Le Premier ministre tunisien Youssef Chahed, à gauche, et le président Beji Caïd Essebsi (Reuters)

Concrètement, l’événement va surtout lancer le plan de développement 2016-2020 qui contient une cinquantaine de projets de grands travaux publics, privés ou mixtes, comme l’extension du port de Radès. L’ensemble coûterait 120 milliards de dinars (49 milliards d’euros) dont 40% devraient être financés par l’État et 60% par le privé. Attirer les investisseurs est fondamental. Mais la Tunisie y parviendra-t-elle, alors que 600 entreprises étrangères ont quitté le pays depuis 2010 ?
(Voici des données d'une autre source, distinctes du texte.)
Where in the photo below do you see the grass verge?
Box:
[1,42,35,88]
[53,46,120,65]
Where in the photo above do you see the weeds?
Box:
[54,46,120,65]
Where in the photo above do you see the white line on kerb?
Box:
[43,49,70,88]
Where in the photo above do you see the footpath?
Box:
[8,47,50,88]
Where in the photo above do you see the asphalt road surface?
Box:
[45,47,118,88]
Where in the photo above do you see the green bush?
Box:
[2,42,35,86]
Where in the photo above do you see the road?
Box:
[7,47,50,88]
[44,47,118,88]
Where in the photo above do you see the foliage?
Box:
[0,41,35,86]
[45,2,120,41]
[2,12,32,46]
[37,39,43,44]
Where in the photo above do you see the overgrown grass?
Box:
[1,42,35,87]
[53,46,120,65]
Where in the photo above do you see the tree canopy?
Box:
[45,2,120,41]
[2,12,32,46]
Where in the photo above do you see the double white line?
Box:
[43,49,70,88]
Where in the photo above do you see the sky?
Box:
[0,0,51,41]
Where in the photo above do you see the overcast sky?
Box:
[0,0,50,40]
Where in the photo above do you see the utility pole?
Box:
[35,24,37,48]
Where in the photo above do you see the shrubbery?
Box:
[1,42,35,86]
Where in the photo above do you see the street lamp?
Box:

« Je ne suis pas optimiste, confie Abdeljelil Bedoui. Les entrepreneurs tunisiens partent en Espagne, alors comment attirer les étrangers ? Et même si on y arrive, est-ce que nous sommes en mesure de bien les utiliser ? »

L’économiste évoque « l’argent alloué à des projets qui dorment » en prenant pour exemple les 2 millions de dollars (1,83 million euros) offert par le Fond arabe du développement économique et social (FADES) en 2012 pour acheter des ambulances : « L’argent est là, mais les ambulances non, alors qu’on en a besoin. Il y a un véritable dysfonctionnement administratif. »

Mouheb Garoui, directeur exécutif de l’ONG I watch, joint par MEE, considère également qu’il est trop tôt pour demander aux investisseurs de s’engager en Tunisie. Il dénonce « l’arsenal juridique insuffisant pour criminaliser la corruption dans le secteur privé. Il n’y a même pas de définition légale ! Cette conférence, c’est une invitation à construire un troisième étage au-dessus d’une maison délabrée ! »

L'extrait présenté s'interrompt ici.